Tuesday, August 28, 2007

Ankylosing Spondylitis Social Security Disability SSI - Applying for Disability

The musculoskeletal section of the social security administration's impairment listing manual (the actual title of this publication is Disability Evaluation under Social Security) gives specific reference to a number of musculoskeletal impairments including degenerative disc disease and arthritis (specifically osteoarthritis).

Ankylosing spondylitis is not given specific mention. However, that does not mean that a disability claimant who lists this condition when applying for social security disability or SSI cannot be approved. Most physical and mental impairments are not listed in the impairment manual and this simply means that a claimant will need to demonstrate, through their medical records, that they meet the social security definition of disability.

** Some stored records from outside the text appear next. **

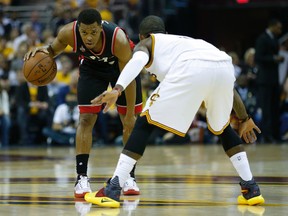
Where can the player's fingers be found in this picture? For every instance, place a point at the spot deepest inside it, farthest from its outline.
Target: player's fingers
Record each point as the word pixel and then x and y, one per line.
pixel 253 136
pixel 257 129
pixel 245 137
pixel 97 100
pixel 240 132
pixel 27 56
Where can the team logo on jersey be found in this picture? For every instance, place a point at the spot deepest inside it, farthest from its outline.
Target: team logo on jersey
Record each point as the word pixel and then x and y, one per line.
pixel 82 49
pixel 153 99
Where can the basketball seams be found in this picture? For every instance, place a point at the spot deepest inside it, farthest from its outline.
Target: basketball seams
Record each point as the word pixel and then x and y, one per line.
pixel 47 70
pixel 39 67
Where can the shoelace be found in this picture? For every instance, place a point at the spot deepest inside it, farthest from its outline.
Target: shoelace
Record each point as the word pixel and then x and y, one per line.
pixel 83 182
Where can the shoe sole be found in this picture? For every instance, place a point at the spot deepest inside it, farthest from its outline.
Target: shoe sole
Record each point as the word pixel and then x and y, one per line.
pixel 101 201
pixel 131 192
pixel 253 201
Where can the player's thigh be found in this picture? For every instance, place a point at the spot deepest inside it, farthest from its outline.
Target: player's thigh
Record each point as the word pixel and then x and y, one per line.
pixel 89 87
pixel 219 103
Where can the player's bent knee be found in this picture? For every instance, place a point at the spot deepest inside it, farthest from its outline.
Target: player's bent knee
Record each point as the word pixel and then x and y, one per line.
pixel 230 138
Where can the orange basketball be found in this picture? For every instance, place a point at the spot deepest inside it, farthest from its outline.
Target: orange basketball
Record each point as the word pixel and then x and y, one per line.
pixel 40 69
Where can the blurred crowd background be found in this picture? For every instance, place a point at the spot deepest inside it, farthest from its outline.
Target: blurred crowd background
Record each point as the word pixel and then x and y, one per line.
pixel 28 114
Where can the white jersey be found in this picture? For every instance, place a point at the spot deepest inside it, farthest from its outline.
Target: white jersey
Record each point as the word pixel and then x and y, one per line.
pixel 190 72
pixel 170 49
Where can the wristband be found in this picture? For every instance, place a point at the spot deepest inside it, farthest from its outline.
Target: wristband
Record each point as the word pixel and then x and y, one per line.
pixel 243 120
pixel 118 90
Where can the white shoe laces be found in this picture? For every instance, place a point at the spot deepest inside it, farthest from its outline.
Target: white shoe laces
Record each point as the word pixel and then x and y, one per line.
pixel 83 182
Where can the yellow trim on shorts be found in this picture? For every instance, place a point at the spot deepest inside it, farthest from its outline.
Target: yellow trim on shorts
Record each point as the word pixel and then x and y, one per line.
pixel 150 121
pixel 152 52
pixel 218 132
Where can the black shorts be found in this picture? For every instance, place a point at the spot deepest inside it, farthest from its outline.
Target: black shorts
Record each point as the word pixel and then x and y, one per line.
pixel 92 83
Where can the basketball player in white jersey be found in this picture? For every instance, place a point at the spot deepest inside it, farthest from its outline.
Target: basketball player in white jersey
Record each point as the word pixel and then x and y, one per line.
pixel 190 72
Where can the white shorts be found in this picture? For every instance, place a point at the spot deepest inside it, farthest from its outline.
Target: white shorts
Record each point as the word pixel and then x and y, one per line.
pixel 175 102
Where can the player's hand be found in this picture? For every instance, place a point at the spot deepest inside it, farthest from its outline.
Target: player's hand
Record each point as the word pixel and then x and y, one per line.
pixel 246 130
pixel 108 98
pixel 128 125
pixel 33 51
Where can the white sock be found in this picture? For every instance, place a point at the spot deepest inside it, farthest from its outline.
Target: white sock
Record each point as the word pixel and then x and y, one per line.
pixel 123 169
pixel 241 164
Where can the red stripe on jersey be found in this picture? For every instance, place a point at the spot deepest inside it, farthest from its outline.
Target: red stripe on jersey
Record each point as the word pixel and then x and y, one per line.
pixel 132 45
pixel 74 36
pixel 90 109
pixel 114 39
pixel 122 109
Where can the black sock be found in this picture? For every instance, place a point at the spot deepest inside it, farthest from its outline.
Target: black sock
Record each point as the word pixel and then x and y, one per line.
pixel 81 164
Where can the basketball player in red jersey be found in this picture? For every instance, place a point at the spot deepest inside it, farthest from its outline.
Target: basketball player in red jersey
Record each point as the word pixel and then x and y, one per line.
pixel 190 71
pixel 104 50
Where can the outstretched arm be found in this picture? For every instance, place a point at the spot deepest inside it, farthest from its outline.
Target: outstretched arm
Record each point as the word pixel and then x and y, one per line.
pixel 246 124
pixel 129 73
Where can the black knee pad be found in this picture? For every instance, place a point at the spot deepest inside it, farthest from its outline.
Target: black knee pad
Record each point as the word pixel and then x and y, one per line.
pixel 230 138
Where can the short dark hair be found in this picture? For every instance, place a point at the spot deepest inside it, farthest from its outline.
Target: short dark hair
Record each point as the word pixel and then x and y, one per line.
pixel 151 24
pixel 89 16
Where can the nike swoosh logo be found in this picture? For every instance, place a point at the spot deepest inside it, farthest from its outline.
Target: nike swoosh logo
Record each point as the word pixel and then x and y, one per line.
pixel 105 200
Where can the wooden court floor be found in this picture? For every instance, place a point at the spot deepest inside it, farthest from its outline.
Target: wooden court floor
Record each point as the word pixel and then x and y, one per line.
pixel 174 180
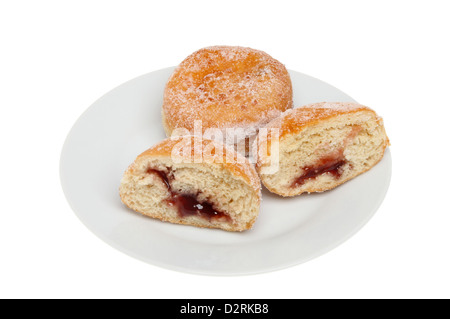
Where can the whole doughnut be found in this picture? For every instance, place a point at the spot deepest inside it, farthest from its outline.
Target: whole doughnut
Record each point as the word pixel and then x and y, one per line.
pixel 226 87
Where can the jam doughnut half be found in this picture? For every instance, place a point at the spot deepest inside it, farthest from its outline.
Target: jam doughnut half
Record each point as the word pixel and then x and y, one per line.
pixel 321 146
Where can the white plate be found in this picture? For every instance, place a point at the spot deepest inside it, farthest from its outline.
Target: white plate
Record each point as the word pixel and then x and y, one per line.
pixel 288 231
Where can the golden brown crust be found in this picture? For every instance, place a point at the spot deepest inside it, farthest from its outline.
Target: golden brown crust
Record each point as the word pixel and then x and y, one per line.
pixel 226 87
pixel 295 120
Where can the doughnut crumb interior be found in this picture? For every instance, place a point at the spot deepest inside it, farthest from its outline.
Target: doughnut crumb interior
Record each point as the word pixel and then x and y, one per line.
pixel 177 187
pixel 321 146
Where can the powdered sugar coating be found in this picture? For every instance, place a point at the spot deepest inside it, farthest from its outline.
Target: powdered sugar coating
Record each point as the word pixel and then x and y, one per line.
pixel 226 87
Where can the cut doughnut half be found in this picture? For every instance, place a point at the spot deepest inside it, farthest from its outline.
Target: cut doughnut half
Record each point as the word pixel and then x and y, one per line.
pixel 193 181
pixel 319 146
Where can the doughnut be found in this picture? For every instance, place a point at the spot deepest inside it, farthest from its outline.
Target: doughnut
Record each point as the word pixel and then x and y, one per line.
pixel 229 91
pixel 318 147
pixel 193 181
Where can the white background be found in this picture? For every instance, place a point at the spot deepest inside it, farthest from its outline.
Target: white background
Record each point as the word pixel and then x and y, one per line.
pixel 58 57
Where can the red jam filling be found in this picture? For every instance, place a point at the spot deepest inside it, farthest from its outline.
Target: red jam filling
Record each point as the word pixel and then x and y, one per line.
pixel 186 204
pixel 331 165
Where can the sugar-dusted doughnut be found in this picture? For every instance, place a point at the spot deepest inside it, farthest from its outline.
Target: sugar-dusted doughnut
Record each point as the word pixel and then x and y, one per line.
pixel 226 87
pixel 319 146
pixel 193 181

To meet this definition, it must be shown that a claimant's condition is severe, has lasted (or will last) at least a year, and prevents them from engaging in their past work. Usually, "past work" means any job an individual has done in the last 15 years for at least one year.

However, the social security administration's definition of disability does not stop here. If a claimant's records demonstrate that they cannot return to their past, then the next issue to settle is whether or not they can perform some type of other work, as determined by their age, education, level of skills, and rated limitations. Individuals who are found unable to perform some type of other work are eligible for disability benefits.

What follows is basic information on ankylosing spondylitis. For additional information on the social security disability and SSI process, you may choose to follow the link at the top of the page to Disability Secrets.com or, to submit a free case evaluation, scroll to the bottom of this post.

Ankylosing Spondylitis is a chronic degenerative systemic inflammatory arthritis, which generally affects the spine and sacroiliac joints. Anklylosing Spondylitis may also affect other joints and body organs such as the heart, lungs, colon, and kidneys.

Ankylosing Spondylitis is an inherited systemic rheumatic autoimmune disease that affects a small percentage of people worldwide. Studies suggest that ninety percent of all cases of ankylosing spondylitis are attributed to individuals with the HLAB27 genotype, and that most individuals with ankylosing spondylitis are male.

The onset of ankylosing spondylitis usually happens between the ages of fifteen and thirty, and is characterized by chronic pain in the lower spine. However there may be other symptoms associated with this ankylosing spondylitis such as iritis, photophobia, mouth ulcers, and fatigue.

Ankylosing spondylitis eventually causes the spine to become totally fused, resulting in a condition known as “bamboo spine”. There is no known cure for ankylosing spondylitis and most treatment involves medication to reduce symptoms and pain. Additional methods of treatment might include surgical replacement of knee and hip joints, physical therapy (a physical therapist needs to be familiar with ankylosing spondylitis, because normal physical therapy exercises may cause harm in an individual with ankylosing spondylitis), and medications that might include immunosuppressive drugs such as methotrexate, cyclosporin, and corticosteroids.